A much-needed overhaul to provincial government guidelines surrounding technology vendor procurement contracts may do away with an often convoluted and frustrating negotiation process.
The government of Ontario will start using new terms and conditions for small, low-risk technology contracts that are intended to reduce the time required to arrive at a contract agreement, increase vendor participation and produce better vendor pricing due to increased competition.
The government wanted to ensure that those vendors who wanted to participate were able to, said Neil Sentance, assistant deputy minister for the supply chain management division with Ontario Shared Services in the Ministry of Government Services.

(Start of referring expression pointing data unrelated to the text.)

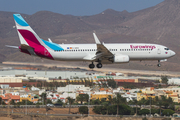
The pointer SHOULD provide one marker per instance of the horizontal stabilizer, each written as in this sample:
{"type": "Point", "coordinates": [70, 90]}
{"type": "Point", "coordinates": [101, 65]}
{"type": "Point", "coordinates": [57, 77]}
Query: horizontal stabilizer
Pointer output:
{"type": "Point", "coordinates": [12, 46]}
{"type": "Point", "coordinates": [96, 39]}
{"type": "Point", "coordinates": [163, 60]}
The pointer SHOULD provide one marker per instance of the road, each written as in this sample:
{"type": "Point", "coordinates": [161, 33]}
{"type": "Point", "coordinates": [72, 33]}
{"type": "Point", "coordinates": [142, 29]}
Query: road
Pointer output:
{"type": "Point", "coordinates": [125, 71]}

“It is in our interest to be as open as possible to the vendor community and wanted to make sure that the contract terms and conditions didn’t create inordinate or inappropriate barriers to participation,” he said.
The guideline facelift was the result of collaboration, over the past 14 months, with the IT industry, via the Information Technology Association of Canada (ITAC), a Toronto, Ont.-based organization that champions initiatives pertaining to the IT industry.
ITAC approached the provincial government wanting to address terms and conditions in contracts that it felt were “potentially troubling the industry” said Sentance, specifically those arising from changes in the U.S. around Sarbanes-Oxley and various other regulatory changes impacting vendors’ handling of risk.
Specifically, he said, the changes pertained to the clarification of the contract language; and amendments to policy, including those that vendors were complaining had been difficult to implement.
Other affected policies included intellectual property, limitation of liability, and user acceptance testing.
Part of the revamp entailed removing certain time-consuming terms and conditions that were not likely to have practical application anyway, “yet for the bidders they make life so complicated that some of them refuse to bid or have to try and factor in the extra risk,” said Bernard Courtois, president and CEO of ITAC.
The initiative was borne out of recommendations by the Special Task Force on large-scale government information and IT projects to make IT initiatives more effectively managed.
If this initiative is successful, it could very well be extrapolated to other types of contracts besides small, low-risk ones, said Courtois. “The idea is that the rationale behind these changes is universal. We provide the government with more open, competitive bidding. So the same rationale will still apply.”
Sentance agreed, saying the government wanted to be sure of what it was doing by starting small: “We wanted to first of all walk before we ran… and make sure we achieve the level of standardization, we wanted to identify a discrete bucket of contracts where we could make these changes, roll them out, review how they were being received in the market, and assess the success of greater vendor participation and faster time to contracting than we’d experienced before.”
Better yet, other beneficiaries of the revamp may be governments at other levels and jurisdictions, said Sentance.
Private corporations could also make use of these government best practices, said Courtois, especially given they, like government, are prone to complex processes surrounding procurement contracts.
“There a lot of commonalities—organizations are complex… but at the end, they all realize that you’ve got to be careful not to have everyone waste too much energy in the procurement process,” said Courtois.
In fact, there was a mutual education during discussions between government and members of the IT industry, said Sentance, in that similarities between the needs of government and enterprises around procurement contracts emerged.
“I understood that with the change in accounting and disclosure, that [corporations] were facing some of the same accountability and transparency issues that governments and public sector entities have been living with for a very long time,” he said.
Courtois said IT vendors and the provincial government will evaluate the guideline changes and continue to revise other parts of the procurement process if need be.